Somatic changes, i.e. acquired during the lifetime of the individual due to exposure to carcinogenic chemicals, tobacco, radiation etc.
Oncogenes and Tumor Suppressor Genes
A single mutation rarely causes cancer. Multiple mutations over a lifetime accumulate in the genes which determine cell proliferation and apoptosis leading to the development of cancers. Therefore malignancies are usually observed in the elderly. A majority of the cancers are sporadic, but a few are inherited.
Tumor suppressor genes are genes which control the rate of cell growth, monitor cell division and repair mismatched DNA. Mutation of a tumor suppressor gene leads to uncontrolled proliferation of cells leading to the formation of a tumor. For example, tumor suppressor genes are p53, BRCA1, and BRCA2. A majority of the cancers are due to p53 gene mutations and these are usually acquired mutations. Germ cell mutations of p53 are rare and include Li Fraumeni syndrome. On the other hand, mutations of BRCA1 and BRCA2 are associated with a high incidence of hereditary ovarian and breast malignancies.
Oncogenes are genes whose mutations lead to the development of malignancies, for example, ras and HER2. The ras genes control protein synthesis which regulates pathways of cellular communication, cell growth, and apoptosis, while HER2 genes control growth and spread of cancers, especially breast and ovarian cancers.

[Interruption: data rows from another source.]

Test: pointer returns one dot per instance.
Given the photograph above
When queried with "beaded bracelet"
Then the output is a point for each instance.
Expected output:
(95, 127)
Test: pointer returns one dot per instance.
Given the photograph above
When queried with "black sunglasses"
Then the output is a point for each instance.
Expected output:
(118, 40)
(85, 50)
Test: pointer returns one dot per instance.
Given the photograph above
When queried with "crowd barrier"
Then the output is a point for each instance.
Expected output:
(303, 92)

DNA repair genes help to repair the errors during DNA duplication, but mutations in these genes can lead to malignancies, especially if the mutation occurs in a tumor suppressor or oncogene. DNA repair gene mutations can be either acquired or inherited e.g. Lynch syndrome.

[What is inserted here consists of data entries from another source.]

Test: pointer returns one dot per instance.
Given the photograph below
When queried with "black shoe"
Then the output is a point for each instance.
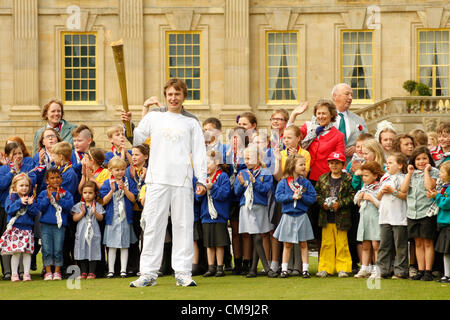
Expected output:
(305, 274)
(427, 276)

Cancer Hereditary and Expression Profiling in Prognosis
Genetic microarray analysis is the study of variations in genetic transcription between normal and malignant cells. It helps to differentiate between gene expressions amongst hundreds of genes and create expression profiles of the genes for various types of malignancies. It has revolutionized our understanding of the heterogeneity of malignancies, serving as a prognostic indicator and to develop targeted treatments. For example, expression profiling in breast cancer is useful to screen hormone receptors estrogen/progesterone, HER2 oncogene amplification and exclude metastatic lymph nodes.